Changing Your Diet
In most cases, the first step in treating cholesterol is changing your diet. An eating plan that can help lower cholesterol includes:
- Limiting the amount of saturated fat and cholesterol you eat.
- Eating only enough calories to achieve or maintain a healthy weight.
- Increasing the soluble fiber in your diet. For instance, oatmeal, kidney beans, and apples are good sources of soluble fiber.
- Adding cholesterol-lowering food (such as margarines that contain plant sterol or stanol esters).
A specific diet for lowering cholesterol (called the TLC diet) has been shown to decrease LDL cholesterol levels (see Low Cholesterol Diet).

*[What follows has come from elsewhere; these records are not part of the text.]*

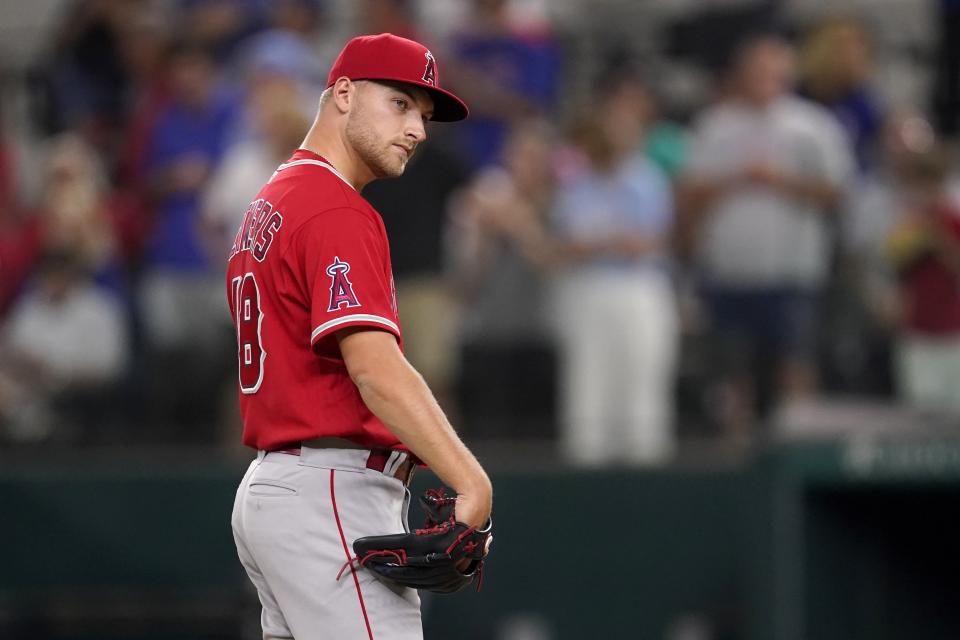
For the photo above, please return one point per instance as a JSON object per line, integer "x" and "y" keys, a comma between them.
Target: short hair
{"x": 325, "y": 96}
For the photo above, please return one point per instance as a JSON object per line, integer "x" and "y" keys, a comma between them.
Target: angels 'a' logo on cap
{"x": 430, "y": 72}
{"x": 341, "y": 289}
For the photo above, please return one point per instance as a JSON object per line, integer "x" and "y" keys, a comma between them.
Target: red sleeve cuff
{"x": 354, "y": 320}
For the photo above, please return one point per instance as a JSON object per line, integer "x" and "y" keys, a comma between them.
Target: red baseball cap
{"x": 390, "y": 57}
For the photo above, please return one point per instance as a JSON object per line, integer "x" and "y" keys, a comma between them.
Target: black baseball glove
{"x": 444, "y": 556}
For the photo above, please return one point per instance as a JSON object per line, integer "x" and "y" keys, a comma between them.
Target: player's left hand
{"x": 443, "y": 557}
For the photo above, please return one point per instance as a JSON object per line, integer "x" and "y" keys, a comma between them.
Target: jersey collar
{"x": 304, "y": 156}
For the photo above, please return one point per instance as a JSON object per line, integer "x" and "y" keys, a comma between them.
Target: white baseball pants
{"x": 294, "y": 522}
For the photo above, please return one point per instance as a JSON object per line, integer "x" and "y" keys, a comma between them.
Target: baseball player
{"x": 337, "y": 415}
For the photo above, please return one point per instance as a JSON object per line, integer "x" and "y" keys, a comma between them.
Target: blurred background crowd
{"x": 663, "y": 225}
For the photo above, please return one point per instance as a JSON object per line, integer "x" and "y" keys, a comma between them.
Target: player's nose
{"x": 416, "y": 131}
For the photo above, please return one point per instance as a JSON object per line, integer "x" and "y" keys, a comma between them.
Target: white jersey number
{"x": 248, "y": 319}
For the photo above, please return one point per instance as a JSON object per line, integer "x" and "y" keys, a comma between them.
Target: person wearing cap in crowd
{"x": 338, "y": 416}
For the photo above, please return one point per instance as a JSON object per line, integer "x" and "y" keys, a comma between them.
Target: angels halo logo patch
{"x": 341, "y": 289}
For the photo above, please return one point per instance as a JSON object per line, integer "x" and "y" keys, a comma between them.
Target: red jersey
{"x": 310, "y": 258}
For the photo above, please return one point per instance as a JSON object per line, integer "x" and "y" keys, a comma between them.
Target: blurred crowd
{"x": 587, "y": 263}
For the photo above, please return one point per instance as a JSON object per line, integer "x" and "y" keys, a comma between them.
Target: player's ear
{"x": 344, "y": 94}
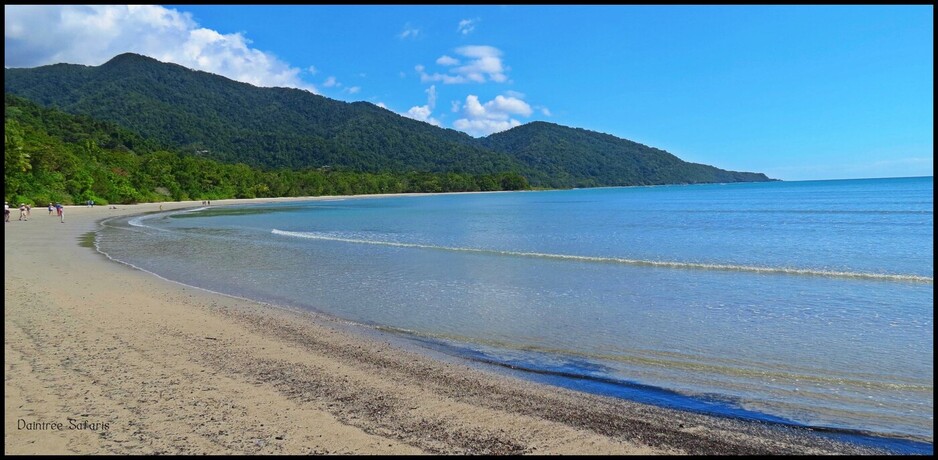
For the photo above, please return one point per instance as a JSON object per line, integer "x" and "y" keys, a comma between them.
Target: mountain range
{"x": 208, "y": 115}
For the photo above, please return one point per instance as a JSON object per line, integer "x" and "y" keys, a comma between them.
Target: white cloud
{"x": 479, "y": 128}
{"x": 446, "y": 60}
{"x": 466, "y": 26}
{"x": 36, "y": 35}
{"x": 484, "y": 64}
{"x": 424, "y": 112}
{"x": 431, "y": 96}
{"x": 491, "y": 117}
{"x": 409, "y": 32}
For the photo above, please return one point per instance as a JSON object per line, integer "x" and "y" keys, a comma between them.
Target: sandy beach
{"x": 101, "y": 358}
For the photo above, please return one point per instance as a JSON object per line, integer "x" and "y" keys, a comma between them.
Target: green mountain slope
{"x": 52, "y": 156}
{"x": 228, "y": 121}
{"x": 572, "y": 157}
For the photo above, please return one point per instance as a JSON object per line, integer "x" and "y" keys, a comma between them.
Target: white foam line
{"x": 650, "y": 263}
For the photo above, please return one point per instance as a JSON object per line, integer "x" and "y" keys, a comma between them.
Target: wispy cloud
{"x": 409, "y": 31}
{"x": 483, "y": 63}
{"x": 493, "y": 116}
{"x": 466, "y": 26}
{"x": 446, "y": 60}
{"x": 37, "y": 35}
{"x": 424, "y": 112}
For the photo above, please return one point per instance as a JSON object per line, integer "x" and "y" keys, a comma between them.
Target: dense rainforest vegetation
{"x": 200, "y": 115}
{"x": 52, "y": 156}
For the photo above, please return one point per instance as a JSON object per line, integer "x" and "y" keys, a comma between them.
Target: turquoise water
{"x": 808, "y": 302}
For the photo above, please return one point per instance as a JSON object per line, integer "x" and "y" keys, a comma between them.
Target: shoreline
{"x": 171, "y": 368}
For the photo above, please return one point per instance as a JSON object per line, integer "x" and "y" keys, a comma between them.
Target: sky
{"x": 798, "y": 92}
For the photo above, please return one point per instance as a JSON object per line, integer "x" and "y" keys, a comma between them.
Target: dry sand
{"x": 102, "y": 358}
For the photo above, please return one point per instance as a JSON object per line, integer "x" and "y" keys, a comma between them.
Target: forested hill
{"x": 238, "y": 122}
{"x": 228, "y": 121}
{"x": 52, "y": 156}
{"x": 563, "y": 156}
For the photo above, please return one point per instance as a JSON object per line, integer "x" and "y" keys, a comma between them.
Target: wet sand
{"x": 101, "y": 358}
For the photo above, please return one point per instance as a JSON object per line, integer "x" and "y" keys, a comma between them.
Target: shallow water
{"x": 805, "y": 302}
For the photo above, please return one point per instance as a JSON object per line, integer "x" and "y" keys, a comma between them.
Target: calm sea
{"x": 800, "y": 302}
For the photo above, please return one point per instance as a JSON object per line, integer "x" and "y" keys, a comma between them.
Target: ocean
{"x": 805, "y": 303}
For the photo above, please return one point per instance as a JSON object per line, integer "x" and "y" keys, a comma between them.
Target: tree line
{"x": 52, "y": 156}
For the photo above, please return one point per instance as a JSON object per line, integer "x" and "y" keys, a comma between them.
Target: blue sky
{"x": 798, "y": 92}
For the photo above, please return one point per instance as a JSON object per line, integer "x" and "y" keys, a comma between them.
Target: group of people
{"x": 25, "y": 211}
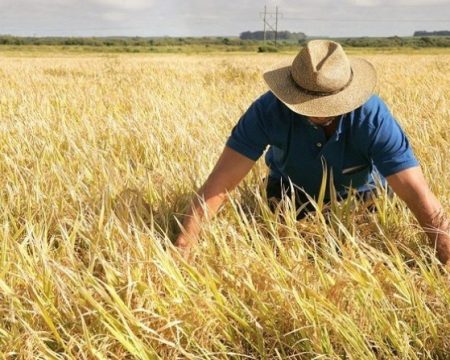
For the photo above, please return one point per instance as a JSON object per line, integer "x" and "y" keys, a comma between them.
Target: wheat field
{"x": 99, "y": 158}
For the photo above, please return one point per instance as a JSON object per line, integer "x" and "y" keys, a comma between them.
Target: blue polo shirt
{"x": 368, "y": 145}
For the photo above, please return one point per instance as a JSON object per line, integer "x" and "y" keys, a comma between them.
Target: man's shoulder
{"x": 372, "y": 112}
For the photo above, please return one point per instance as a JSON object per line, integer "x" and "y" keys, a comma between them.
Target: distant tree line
{"x": 270, "y": 35}
{"x": 248, "y": 41}
{"x": 396, "y": 41}
{"x": 432, "y": 33}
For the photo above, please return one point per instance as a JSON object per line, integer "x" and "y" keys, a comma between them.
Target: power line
{"x": 268, "y": 24}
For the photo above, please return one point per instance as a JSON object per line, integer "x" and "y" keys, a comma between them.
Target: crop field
{"x": 99, "y": 158}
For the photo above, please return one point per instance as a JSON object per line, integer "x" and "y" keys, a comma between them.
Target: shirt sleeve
{"x": 250, "y": 136}
{"x": 388, "y": 144}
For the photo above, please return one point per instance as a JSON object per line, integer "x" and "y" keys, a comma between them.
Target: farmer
{"x": 321, "y": 111}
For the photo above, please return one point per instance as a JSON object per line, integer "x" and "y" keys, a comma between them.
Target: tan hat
{"x": 322, "y": 81}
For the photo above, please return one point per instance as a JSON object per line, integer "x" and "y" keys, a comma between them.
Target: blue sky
{"x": 220, "y": 17}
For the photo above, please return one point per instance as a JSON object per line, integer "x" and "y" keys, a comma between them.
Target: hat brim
{"x": 353, "y": 96}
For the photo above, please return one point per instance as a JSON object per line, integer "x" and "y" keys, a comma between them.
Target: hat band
{"x": 325, "y": 93}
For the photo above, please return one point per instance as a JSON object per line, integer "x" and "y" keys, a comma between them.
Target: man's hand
{"x": 230, "y": 169}
{"x": 410, "y": 185}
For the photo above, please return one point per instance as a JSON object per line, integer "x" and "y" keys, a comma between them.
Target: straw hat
{"x": 322, "y": 81}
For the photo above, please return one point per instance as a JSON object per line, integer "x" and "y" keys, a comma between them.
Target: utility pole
{"x": 276, "y": 25}
{"x": 268, "y": 18}
{"x": 265, "y": 13}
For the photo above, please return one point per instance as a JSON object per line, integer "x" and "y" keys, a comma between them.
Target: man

This is a low-saturated-fat, low-cholesterol eating plan that calls for less than 7 percent of calories from saturated fat and less than 200 mg of dietary cholesterol per day. The TLC diet recommends only enough calories to maintain a desirable weight and avoid weight gain.
If your LDL is not lowered enough by reducing your saturated fat and cholesterol intake, the amount of soluble fiber in your diet can be increased. Certain food products that contain plant stanol or plant sterols (for example, cholesterol-lowering margarines) can also be added to the TLC diet to boost its LDL-lowering power (see Cholesterol Lowering Food).